Why this difference? I thought about this after I watched 'Parinayam' again very recently. I think that many in the Kerala Brahmin community are guilty of selective adoption and propagation of events defining its History. The dark tales are entirely left out when the story of a vibrant socio-religious past is told. Consequently many youngsters grow up with a skewed knowledge of history which only serves to enforce their illogical belief in superiority by virtue of birth in an "upper" caste.

In this context it is interesting to inspect how the community organisation formed by Bhattathirippad to combat social ills has evolved. What once was the refuge of rebels and progressives is now the gathering place for conservatives and the orthodox. Where membership was once a statement of rebellion today it is a bellwether of social prominence.

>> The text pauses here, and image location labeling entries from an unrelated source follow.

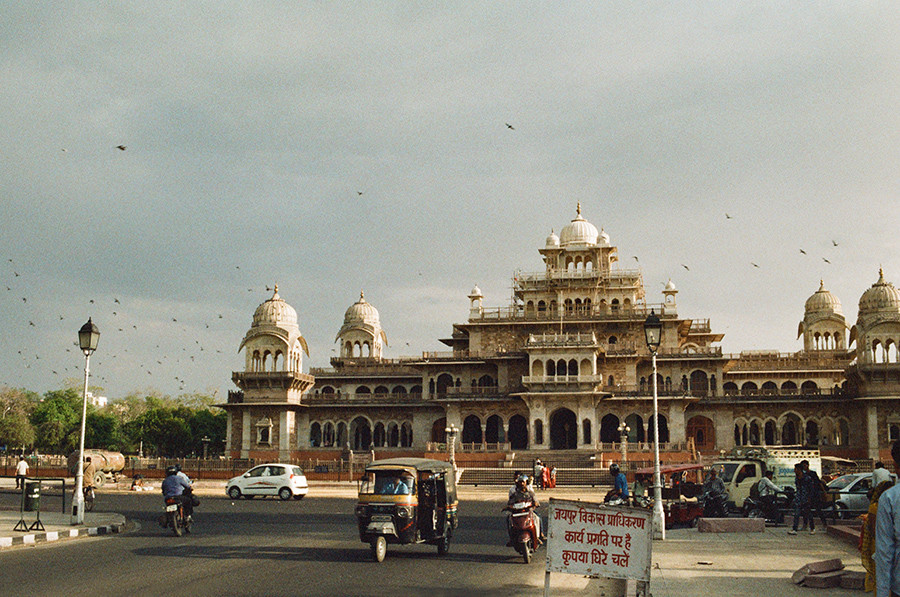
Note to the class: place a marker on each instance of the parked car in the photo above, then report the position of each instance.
(850, 493)
(284, 480)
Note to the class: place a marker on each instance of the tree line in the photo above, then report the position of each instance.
(151, 424)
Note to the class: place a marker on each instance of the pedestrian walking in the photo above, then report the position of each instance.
(21, 472)
(539, 473)
(887, 537)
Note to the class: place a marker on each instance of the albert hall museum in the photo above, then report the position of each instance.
(565, 367)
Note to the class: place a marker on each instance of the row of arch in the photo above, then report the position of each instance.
(577, 305)
(791, 429)
(267, 360)
(357, 349)
(565, 431)
(885, 350)
(360, 434)
(770, 387)
(828, 341)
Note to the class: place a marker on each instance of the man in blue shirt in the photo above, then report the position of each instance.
(174, 485)
(620, 483)
(887, 537)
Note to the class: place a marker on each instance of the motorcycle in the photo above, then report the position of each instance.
(714, 505)
(174, 516)
(772, 510)
(523, 534)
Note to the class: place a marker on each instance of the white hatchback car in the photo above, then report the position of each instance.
(284, 480)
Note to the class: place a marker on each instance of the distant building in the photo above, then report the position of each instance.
(564, 365)
(98, 401)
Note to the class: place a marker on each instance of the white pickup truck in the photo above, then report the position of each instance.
(744, 467)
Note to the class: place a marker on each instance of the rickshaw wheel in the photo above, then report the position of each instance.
(444, 545)
(379, 548)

I have a firmly held belief that a person's caste has nothing to do with how good or bad a person he is. My beliefs aside I still wish that those who give importance to belonging to a community were more objective in drawing lessons from its past. For it is a fact of history that for every 'Paithrikam' there are all too many 'Parinayam's.


James said...

Your post was very well written Manoj although of course I am not qualified to comment on it. I only wonder what you would make of Brahmins over here. I work with one and have been in the houses of a couple of others. Everybody seems pretty laid back. I worked at one place years ago where a lot of women worked together (pressing ceramic add-on tank armour of all things) and a couple of them were Brahmin; they worked alongside Mistrys, Patels and Solankis and all sat and ate together at breaktimes. One solitary Muslim woman sat alone.
I don't know how it works here. Sorry if my comments are not welcome or intrusive, I just find it interesting.


Manoj Govindan said...

[Quote]Your post was very well written Manoj although of course I am not qualified to comment on it.
[End Quote]

Thanks for your kind words. Your perspective on Brahmins in the UK is most welcome.

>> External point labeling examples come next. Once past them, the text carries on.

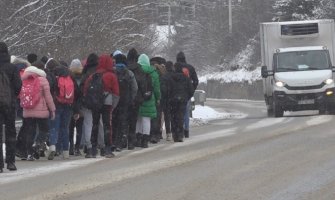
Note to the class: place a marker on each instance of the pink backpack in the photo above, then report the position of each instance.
(30, 92)
(66, 90)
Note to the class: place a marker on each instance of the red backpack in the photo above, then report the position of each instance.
(30, 92)
(66, 90)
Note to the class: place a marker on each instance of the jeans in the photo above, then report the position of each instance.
(187, 116)
(59, 128)
(106, 114)
(7, 117)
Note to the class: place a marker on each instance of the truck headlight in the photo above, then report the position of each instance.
(280, 84)
(329, 81)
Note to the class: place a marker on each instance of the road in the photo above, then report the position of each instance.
(251, 158)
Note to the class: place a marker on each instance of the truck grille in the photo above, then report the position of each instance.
(299, 29)
(305, 87)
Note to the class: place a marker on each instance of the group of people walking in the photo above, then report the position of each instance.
(104, 103)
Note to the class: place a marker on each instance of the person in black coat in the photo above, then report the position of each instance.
(7, 113)
(181, 60)
(181, 92)
(133, 138)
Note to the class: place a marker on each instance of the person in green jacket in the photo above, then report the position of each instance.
(148, 108)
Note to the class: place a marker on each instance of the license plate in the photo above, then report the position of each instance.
(306, 101)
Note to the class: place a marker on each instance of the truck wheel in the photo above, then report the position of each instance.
(270, 112)
(322, 111)
(277, 110)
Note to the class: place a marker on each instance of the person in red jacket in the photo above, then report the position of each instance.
(111, 88)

[Quote]... they worked alongside Mistrys, Patels and Solankis and all sat and ate together at breaktimes. [End Quote]

This description fits a good chunk of urban India too. I don't know enough to speak about the rest of the country.

In the relatively more literate/educated Kerala most Brahmins *are* laid back at the workplace. And in that they have come a long way from early 20th century. However many working and middle class Brahmins seem to cling to ideas of a glorious past and refuse to stop dwelling on past injustices both perceived and real. Very rarely is any of this discussed openly in non-Brahmin company, somewhat like race in the US.

Another interesting aspect is the willingness of Brahmins to adapt to the social rules when abroad. This applies to all Indians in general. I have seen this happen in the case of some people I know.

Sarath said...

Good Observation and well expressed. I agree with you, but let me tell you from my experience that in Kerala, caste is not as big a part of our daily lives as it is in a state like Andhra Pradesh - where it permeates every single aspect of your life.
One can only imagine how horrible the caste system would be in relatively backward, illiterate states like UP or Bihar.